A joint venture between World Wide Group and Rabina secured a sizable loan to refinance a Long Island City rental tower.
KKR provided a $160.2 million loan to ownership at 41-42 24th Street in the Queens neighborhood, the Commercial Observer reported. The loan goes toward the 421-unit QLIC, which opened its doors to residents more than a decade ago.
“QLIC exemplifies the type of high-quality, stabilized asset we look to support, with durable cash flow, high occupancy, and a prime, transit-oriented location in Long Island City,” KKR managing director Adam Simon said in a statement.
A JLL team led by Christopher Peck, Lauren Kaufman and Michael Shmuely negotiated the refinancing.
The building features 55 studio apartments, 297 one-bedroom apartments, 53 two-bedroom units and 16 three-bedroom units, as well as 8,000 square feet of ground-floor retail space. Amenities include a fitness center, a rooftop pool with cabanas, a media lounge, a communal workspace and on-site parking.
The magic number at QLIC is 421. In addition to that being the number of units in the building, the developers also benefited from a tax abatement secured under the city’s former 421a program (which has since been replaced by 485x).

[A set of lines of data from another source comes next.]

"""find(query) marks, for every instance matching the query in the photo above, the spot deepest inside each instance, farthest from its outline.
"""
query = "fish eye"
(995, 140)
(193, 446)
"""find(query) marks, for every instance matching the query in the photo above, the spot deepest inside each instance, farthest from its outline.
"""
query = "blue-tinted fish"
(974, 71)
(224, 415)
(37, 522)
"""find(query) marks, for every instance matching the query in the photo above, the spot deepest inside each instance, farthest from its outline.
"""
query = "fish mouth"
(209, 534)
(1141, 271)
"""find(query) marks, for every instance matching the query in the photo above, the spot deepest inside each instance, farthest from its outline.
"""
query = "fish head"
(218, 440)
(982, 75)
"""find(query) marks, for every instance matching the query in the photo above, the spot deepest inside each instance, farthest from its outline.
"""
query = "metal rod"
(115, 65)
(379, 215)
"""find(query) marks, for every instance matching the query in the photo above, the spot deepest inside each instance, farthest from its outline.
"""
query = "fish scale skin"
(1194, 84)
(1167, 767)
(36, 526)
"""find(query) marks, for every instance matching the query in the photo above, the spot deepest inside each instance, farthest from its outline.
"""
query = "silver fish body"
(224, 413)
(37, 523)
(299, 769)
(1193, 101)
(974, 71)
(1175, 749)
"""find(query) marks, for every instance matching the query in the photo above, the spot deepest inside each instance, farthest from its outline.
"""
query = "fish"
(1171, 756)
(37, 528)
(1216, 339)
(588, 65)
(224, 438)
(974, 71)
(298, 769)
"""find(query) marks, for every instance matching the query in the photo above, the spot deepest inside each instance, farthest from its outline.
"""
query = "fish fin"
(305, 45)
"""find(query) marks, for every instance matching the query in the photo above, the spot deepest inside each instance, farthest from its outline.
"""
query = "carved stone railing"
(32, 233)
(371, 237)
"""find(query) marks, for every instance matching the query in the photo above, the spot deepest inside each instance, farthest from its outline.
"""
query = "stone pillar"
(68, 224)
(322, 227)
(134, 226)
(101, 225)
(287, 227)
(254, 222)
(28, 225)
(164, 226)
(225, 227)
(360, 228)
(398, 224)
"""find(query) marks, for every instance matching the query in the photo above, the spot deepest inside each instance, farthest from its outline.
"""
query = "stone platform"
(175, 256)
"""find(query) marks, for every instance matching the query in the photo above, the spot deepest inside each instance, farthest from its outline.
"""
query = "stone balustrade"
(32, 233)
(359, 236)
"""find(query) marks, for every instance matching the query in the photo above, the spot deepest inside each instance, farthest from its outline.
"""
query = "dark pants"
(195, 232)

Elsewhere in Long Island City, M & T Realty Capital Corporation recently provided a $347 million loan to refinance TF Cornerstone’s luxury waterfront tower. The loan for the 575-unit building at 2-20 Malt Drive is backed by Fannie Mae’s Near Stabilization program.
Late last year, Rabina locked down a refinancing package for its Fifth Avenue supertall. Carlyle Group provided a $640 million condo inventory loan for 520 Fifth Avenue, replacing a $540 million construction loan from Bank OZK and Carlyle’s Global Credit business as the mixed-use tower moves towards leasing and sales.
In June, KKR’s private commercial real estate financing pipeline reached a record $42 billion, driven by dislocations in the traditional lending market.